Subic Bay Freeport—Neighboring local government units (LGUs) around this premier free port received their revenue share of ₱143 million from the Subic Bay Metropolitan Authority (SBMA).
SBMA Chairman and Administrator Eduardo Jose L. Aliño explained that the revenue shares accorded to neighboring LGUs are given to seven municipalities and a city surrounding Subic Bay Freeport (SBF) to supplement their development funds in communities as well as enhance LGU projects in tourism, infrastructure, education, peace and order, health, and livelihood generation.
Aliño also shared that the amount is determined according to 50 percent population, 25 percent land area, and 25 percent equal sharing.

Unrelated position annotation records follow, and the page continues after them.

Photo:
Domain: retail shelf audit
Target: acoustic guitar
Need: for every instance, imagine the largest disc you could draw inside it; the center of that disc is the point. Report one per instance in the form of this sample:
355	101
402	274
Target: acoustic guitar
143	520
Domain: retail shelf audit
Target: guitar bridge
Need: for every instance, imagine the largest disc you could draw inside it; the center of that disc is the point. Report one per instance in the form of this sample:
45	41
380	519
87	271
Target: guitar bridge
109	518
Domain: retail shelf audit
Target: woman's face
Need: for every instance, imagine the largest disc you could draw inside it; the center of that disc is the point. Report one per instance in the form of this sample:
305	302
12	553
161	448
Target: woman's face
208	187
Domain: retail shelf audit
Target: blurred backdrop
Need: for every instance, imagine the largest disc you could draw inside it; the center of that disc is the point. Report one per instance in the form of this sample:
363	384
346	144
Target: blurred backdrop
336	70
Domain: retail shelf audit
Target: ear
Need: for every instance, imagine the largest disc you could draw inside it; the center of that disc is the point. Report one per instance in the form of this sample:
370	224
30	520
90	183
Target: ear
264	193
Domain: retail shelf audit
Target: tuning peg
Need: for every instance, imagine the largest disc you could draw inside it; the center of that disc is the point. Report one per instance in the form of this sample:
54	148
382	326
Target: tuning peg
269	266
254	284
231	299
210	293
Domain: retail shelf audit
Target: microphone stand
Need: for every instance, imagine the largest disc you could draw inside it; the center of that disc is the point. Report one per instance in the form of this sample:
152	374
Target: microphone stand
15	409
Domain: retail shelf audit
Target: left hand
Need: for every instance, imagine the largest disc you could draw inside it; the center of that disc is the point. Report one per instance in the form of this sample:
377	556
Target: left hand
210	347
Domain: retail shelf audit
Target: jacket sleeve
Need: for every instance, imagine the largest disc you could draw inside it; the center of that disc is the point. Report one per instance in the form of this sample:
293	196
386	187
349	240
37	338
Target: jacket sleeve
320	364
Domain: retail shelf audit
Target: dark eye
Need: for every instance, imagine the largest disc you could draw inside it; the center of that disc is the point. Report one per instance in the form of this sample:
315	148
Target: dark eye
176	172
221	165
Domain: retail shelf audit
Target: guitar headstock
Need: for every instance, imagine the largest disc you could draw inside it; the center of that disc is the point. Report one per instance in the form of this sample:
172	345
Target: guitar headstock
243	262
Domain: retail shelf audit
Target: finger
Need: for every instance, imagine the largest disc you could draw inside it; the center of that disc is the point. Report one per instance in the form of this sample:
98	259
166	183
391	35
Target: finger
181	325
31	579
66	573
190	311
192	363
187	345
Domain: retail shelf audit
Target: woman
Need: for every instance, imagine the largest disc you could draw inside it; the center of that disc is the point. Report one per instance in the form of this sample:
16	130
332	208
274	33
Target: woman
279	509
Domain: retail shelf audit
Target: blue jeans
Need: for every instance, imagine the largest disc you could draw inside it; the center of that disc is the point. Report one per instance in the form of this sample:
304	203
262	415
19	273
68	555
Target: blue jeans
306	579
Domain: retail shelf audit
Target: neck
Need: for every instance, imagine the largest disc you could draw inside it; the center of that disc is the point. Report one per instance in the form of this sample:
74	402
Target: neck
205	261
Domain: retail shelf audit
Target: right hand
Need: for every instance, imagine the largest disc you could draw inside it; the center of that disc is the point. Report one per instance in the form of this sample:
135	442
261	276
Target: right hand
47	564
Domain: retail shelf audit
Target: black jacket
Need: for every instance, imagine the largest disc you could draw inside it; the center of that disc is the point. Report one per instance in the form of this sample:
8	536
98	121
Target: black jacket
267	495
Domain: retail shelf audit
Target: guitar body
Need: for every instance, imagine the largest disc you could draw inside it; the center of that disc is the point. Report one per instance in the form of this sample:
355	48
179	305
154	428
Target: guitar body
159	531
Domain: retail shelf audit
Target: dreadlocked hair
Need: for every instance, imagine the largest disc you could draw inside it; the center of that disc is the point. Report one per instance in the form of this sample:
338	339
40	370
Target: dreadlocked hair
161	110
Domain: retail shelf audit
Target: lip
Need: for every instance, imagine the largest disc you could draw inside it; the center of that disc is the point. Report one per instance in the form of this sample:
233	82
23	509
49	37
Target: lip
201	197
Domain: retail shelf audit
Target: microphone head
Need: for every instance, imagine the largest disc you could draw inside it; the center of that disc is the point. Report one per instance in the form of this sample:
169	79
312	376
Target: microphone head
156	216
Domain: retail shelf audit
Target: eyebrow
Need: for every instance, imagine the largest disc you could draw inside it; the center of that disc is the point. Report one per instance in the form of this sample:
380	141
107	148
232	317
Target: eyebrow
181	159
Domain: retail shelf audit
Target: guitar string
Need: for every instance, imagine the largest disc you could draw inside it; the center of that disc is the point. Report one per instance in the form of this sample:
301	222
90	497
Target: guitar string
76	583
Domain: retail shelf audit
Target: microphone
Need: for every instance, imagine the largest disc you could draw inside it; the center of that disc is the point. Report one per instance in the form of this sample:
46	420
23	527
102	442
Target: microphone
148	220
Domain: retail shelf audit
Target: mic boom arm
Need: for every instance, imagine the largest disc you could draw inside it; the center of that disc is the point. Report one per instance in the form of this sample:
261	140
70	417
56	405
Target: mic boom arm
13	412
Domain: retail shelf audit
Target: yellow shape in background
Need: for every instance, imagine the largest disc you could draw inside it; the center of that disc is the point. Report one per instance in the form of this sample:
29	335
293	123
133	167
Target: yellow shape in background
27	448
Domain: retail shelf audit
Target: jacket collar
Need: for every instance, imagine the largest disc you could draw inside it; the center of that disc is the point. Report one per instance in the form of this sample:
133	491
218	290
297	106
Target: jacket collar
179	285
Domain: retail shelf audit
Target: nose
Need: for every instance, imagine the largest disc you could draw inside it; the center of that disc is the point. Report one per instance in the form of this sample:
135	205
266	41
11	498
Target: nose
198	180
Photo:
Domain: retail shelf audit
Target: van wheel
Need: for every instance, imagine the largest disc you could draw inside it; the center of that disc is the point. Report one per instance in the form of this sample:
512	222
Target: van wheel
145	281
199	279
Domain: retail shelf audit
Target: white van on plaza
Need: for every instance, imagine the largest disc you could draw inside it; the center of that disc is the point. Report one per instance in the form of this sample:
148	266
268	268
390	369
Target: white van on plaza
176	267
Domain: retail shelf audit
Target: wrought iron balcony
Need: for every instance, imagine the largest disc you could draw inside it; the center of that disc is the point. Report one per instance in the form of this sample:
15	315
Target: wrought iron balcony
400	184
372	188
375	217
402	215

Olongapo City received the biggest chunk with ₱33.48 million as the most populated LGU, followed by Subic, Zambales at ₱21.48 million; Dinalupihan, Bataan at ₱17.83 million; and San Marcelino, Zambales at ₱17.19 million.

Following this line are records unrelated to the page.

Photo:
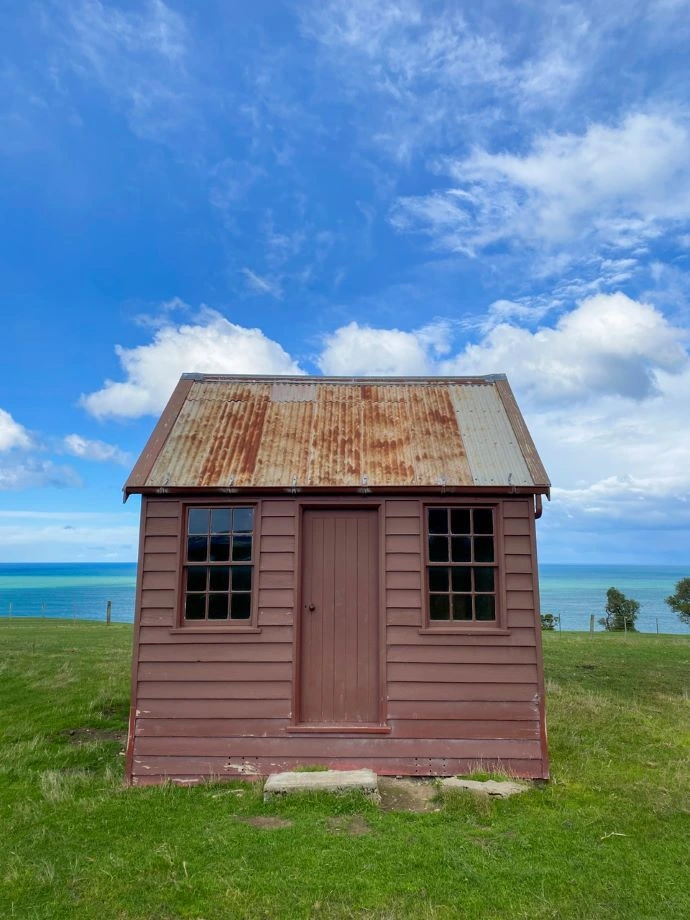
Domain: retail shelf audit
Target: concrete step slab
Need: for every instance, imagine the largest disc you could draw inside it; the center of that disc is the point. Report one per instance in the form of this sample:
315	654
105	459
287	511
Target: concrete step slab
322	781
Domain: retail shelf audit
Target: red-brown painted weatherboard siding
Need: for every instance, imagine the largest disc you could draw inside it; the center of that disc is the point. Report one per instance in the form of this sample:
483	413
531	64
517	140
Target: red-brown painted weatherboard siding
219	704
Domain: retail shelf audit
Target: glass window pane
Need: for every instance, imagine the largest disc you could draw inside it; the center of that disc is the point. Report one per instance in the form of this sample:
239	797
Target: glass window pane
196	549
438	549
438	520
196	578
195	607
241	578
220	548
240	606
483	549
462	606
243	520
439	608
241	548
220	578
218	606
462	578
460	520
198	520
220	520
484	580
438	578
483	520
485	607
461	549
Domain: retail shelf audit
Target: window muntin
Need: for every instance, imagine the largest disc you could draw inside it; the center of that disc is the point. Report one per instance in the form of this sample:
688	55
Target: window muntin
218	571
462	572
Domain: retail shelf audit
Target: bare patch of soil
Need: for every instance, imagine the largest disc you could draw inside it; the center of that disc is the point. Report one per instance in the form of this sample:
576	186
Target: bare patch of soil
267	823
398	794
354	825
89	735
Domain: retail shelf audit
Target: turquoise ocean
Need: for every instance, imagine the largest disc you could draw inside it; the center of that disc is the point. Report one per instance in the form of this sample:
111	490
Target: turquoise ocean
81	591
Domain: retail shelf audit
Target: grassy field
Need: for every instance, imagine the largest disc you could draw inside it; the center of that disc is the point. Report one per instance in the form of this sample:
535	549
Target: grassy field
608	837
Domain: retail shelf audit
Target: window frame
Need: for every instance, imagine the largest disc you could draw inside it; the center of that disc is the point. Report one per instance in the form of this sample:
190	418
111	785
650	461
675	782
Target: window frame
455	627
229	625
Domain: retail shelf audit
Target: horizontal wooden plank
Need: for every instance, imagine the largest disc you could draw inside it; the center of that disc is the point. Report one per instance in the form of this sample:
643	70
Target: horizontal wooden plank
409	525
278	507
154	618
521	564
278	527
217	728
505	729
151	771
162	527
516	526
463	692
151	635
164	689
160	562
153	598
519	544
405	598
277	562
230	672
402	543
276	597
520	600
334	746
161	545
158	581
277	580
399	581
213	709
409	635
402	508
521	710
438	672
258	652
278	616
403	562
458	654
519	618
162	507
279	544
516	508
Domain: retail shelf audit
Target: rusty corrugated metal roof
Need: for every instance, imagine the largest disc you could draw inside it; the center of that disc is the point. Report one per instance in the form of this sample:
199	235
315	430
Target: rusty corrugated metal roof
221	432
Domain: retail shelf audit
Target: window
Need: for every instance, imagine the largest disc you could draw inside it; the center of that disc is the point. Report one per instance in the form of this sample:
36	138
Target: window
218	564
462	574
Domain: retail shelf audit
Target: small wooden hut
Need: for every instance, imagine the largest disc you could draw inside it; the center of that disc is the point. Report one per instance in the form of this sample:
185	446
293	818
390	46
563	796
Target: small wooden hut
337	571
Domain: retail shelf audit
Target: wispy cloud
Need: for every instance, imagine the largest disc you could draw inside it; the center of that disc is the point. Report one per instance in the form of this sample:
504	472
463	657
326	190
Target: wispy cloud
212	344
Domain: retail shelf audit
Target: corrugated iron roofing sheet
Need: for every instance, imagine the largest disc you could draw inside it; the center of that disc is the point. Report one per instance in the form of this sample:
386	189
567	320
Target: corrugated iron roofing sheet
233	432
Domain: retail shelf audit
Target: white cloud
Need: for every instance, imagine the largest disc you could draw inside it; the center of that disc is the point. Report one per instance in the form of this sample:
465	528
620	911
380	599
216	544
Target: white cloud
36	473
620	185
54	536
12	434
78	446
608	344
211	345
355	349
262	285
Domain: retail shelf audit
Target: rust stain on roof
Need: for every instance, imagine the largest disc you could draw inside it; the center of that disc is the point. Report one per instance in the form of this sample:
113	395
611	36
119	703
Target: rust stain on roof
235	432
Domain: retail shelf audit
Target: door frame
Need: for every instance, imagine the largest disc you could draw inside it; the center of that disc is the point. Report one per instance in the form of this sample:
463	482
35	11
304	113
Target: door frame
339	504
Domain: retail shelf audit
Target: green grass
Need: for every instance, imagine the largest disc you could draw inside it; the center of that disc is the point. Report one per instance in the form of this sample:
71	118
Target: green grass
609	837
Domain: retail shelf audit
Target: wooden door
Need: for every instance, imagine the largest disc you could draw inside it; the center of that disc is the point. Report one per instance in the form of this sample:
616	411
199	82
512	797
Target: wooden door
339	654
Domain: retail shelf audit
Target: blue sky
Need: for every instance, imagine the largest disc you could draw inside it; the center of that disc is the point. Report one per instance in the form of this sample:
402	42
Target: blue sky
346	187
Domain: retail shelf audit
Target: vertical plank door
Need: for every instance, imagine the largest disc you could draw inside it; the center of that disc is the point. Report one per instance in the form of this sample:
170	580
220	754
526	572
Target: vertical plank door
339	654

Meanwhile, Hermosa, Bataan received ₱15.33 million; Castillejos, Zambales at ₱13.02 million; Morong, Bataan at ₱12.66 million; and San Antonio, Zambales at ₱12.17 million.

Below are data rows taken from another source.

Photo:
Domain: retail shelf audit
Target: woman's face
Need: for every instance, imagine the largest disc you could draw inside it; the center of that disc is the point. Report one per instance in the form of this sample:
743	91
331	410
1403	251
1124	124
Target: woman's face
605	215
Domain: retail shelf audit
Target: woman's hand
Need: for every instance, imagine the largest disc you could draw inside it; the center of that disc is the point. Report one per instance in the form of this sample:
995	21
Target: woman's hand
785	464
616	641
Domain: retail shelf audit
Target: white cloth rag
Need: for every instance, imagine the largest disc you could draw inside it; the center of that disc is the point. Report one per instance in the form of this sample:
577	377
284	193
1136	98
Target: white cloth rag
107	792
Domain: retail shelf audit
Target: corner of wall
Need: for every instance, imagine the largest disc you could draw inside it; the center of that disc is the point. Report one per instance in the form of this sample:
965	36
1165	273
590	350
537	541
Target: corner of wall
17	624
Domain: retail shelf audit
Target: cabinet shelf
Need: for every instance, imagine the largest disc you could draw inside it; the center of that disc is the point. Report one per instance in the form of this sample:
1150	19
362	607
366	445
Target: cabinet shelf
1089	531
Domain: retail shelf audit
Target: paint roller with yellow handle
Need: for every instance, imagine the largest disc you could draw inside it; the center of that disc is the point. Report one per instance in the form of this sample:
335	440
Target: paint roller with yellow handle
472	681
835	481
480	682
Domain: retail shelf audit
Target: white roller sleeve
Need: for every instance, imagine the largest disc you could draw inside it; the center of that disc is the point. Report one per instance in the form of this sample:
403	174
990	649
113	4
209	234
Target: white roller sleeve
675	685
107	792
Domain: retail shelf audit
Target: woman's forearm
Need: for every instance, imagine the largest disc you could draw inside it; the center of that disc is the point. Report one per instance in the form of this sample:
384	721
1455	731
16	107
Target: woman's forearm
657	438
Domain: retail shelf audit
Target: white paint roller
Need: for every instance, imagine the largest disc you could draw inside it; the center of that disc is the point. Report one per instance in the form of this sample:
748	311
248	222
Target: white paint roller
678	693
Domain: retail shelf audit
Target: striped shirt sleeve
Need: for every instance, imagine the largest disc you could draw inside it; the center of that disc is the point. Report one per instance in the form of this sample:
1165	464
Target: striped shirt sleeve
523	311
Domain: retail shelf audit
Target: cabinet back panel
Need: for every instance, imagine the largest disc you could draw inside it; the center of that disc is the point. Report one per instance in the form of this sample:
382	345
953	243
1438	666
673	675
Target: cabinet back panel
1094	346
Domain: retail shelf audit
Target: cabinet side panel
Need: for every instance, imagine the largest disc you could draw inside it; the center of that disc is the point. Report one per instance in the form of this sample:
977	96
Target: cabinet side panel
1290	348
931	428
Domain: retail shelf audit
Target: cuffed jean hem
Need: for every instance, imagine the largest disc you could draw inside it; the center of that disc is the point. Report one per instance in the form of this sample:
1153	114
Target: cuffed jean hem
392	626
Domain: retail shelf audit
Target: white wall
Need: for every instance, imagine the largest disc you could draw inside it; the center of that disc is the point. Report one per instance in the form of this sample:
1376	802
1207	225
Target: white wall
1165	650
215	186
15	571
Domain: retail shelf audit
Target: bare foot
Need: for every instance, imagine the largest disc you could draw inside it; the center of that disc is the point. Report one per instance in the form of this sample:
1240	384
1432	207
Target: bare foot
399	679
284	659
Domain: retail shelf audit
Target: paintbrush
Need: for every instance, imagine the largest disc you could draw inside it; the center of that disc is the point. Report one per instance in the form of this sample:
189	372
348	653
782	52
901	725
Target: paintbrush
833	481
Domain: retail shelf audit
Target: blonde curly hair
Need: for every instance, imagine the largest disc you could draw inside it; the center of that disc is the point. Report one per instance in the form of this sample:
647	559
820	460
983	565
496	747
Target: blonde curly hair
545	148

According to the SBMA Accounting Department, the amount released accounted for two percent out of the five percent tax on gross income paid for by freeport locators from July to December 2024. The other three percent of the taxes paid are remitted directly to the national government.
The LGU shares are released bi-annually–the first-semester collection is released in August, while the second-semester collection is released in February of the following year.